The rescuers briefly attached the litter to a natural anchor so they could disconnect it from the haul line. They then placed the patient and litter inside a Bauman bag and attached to a short haul line.

Once the short haul technician was on the ground and unhooked, the helo crew lowered the short haul with capture ball (a sphere of two steel rings for master attachment point).

The patient and litter were connected to the short haul line, and with the short haul technician attached and tending to the patient, the helo crew extracted the short haul package for a three-mile flight to Slide Rock State Park. There the victim was transferred to a Native Air aeromedical helicopter, which transported him to the John C. Lincoln Level 1 Trauma Center in Phoenix. (Doctors later determined that the victim had suffered multiple fractures of the pelvis, pelvis dislocated from spine, two spinal fractures, fractures in both feet, and abdominal injuries requiring surgery.)

The helo crew returned and short-hauled out the two sling loads of equipment.

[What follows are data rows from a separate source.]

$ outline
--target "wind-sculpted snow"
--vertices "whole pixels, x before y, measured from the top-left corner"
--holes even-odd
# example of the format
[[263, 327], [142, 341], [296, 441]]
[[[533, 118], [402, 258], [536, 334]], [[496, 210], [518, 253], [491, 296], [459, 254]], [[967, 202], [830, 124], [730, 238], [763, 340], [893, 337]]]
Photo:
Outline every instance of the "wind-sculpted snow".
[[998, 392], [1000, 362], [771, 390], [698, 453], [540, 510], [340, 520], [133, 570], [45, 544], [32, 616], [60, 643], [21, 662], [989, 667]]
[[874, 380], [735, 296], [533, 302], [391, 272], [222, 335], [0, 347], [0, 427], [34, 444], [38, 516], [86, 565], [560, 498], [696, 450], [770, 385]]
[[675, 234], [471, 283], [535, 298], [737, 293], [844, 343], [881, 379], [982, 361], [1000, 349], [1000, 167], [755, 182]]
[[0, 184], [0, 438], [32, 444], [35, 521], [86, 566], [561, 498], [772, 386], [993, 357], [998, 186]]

The three remaining rescuers in the canyon assisted the other members of the canyoneering party out of the canyon. This 4.5-mile hike out involved four rappels and swimming through some pools. The rescue team made it to the trailhead at about 1500 HRS. The sheriff’s office dispatched a jail van to retrieve the exhausted team.

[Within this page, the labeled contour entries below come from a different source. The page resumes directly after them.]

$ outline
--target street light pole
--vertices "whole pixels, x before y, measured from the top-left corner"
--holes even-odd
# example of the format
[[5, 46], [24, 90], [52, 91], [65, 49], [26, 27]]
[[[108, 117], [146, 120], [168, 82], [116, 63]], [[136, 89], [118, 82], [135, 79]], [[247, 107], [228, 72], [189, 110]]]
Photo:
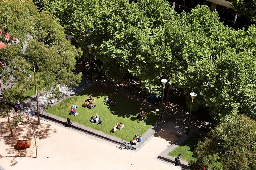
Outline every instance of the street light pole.
[[194, 92], [191, 92], [190, 93], [190, 96], [192, 99], [192, 101], [191, 102], [191, 107], [190, 107], [190, 114], [189, 114], [189, 119], [188, 120], [188, 127], [187, 127], [187, 135], [188, 135], [188, 132], [189, 131], [189, 126], [190, 125], [190, 119], [191, 118], [191, 114], [192, 112], [192, 104], [194, 102], [194, 99], [196, 97], [197, 95]]
[[168, 81], [166, 79], [162, 79], [161, 80], [161, 81], [162, 82], [162, 83], [163, 84], [163, 94], [162, 94], [162, 106], [161, 106], [161, 117], [160, 119], [160, 121], [162, 122], [163, 121], [163, 103], [164, 103], [164, 92], [165, 91], [165, 84], [167, 83], [167, 82]]
[[91, 68], [91, 48], [92, 48], [92, 46], [91, 45], [89, 44], [87, 46], [88, 49], [89, 49], [89, 53], [90, 54], [90, 67], [91, 68], [91, 83], [92, 84], [92, 70]]

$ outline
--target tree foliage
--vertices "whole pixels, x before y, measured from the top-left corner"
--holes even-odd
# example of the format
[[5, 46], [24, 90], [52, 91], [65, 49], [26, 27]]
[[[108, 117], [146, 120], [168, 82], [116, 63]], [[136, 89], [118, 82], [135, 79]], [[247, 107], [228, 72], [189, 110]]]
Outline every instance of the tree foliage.
[[191, 169], [255, 169], [256, 124], [238, 115], [220, 123], [197, 144]]
[[[2, 35], [8, 33], [10, 37], [19, 41], [18, 44], [8, 45], [0, 50], [0, 60], [7, 65], [4, 71], [0, 70], [4, 83], [11, 80], [15, 86], [22, 87], [20, 90], [34, 87], [37, 100], [40, 90], [50, 92], [52, 97], [59, 98], [58, 84], [77, 85], [82, 73], [75, 74], [73, 71], [76, 58], [79, 57], [82, 52], [80, 48], [76, 49], [70, 44], [63, 28], [56, 21], [44, 12], [39, 13], [31, 1], [1, 1], [0, 6], [1, 13], [4, 14], [0, 20]], [[0, 38], [6, 39], [4, 36]], [[23, 57], [21, 47], [25, 44], [27, 48]], [[26, 79], [29, 71], [34, 70], [34, 76]], [[11, 98], [8, 99], [13, 101], [15, 98]], [[40, 124], [38, 105], [38, 102]]]
[[177, 14], [165, 0], [44, 0], [66, 32], [93, 44], [109, 80], [129, 73], [159, 94], [167, 78], [188, 104], [196, 92], [194, 109], [208, 107], [217, 120], [237, 113], [256, 118], [255, 26], [233, 30], [206, 6]]

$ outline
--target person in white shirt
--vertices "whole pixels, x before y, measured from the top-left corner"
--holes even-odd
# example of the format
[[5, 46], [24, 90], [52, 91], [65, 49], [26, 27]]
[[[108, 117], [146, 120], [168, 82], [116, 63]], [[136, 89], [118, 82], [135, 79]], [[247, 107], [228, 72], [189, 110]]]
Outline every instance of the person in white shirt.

The haul team was also exhausted. Faced with a storm moving in and the prospect of spending another night on the haul site, the DPS helo short-hauled several of the haul team out of the area. In the end, approximately 35 rescuers from northern Arizona were involved in the 30-hour operation.

Sources: Information for this report was provided by Sgt. Aaron Dick, search and rescue coordinator; Mike Getchis, Victor Walco and Dennis Gill of the Coconino County Sheriff’s Office SAR technical team; and Lars Romig, firefighter/EMT/rope technician with the Sedona Fire District. Some additional details were taken from an account of the incident in the Arizona Daily Sun.

Lessons Learned/Lessons Reinforced:
This was the toughest and most challenging rescue that area responders had seen. It was successfully completed in extremely difficult terrain and required an operation that started late and extended into the next day.

The operation was successful in part because of excellent teamwork involving the Sheriff’s SAR team and the fire department. This resulted from the two groups training and working together so they could integrate personnel and equipment despite their differing backgrounds.

Some of the rescuers were physically and mentally pushed to their limits. For them to safely and effectively fulfill the mission, they had to be fit and experienced in the rugged and demanding terrain. They also had to carry with them their personal gear, along with food and liquids to support themselves and help them complete their mission.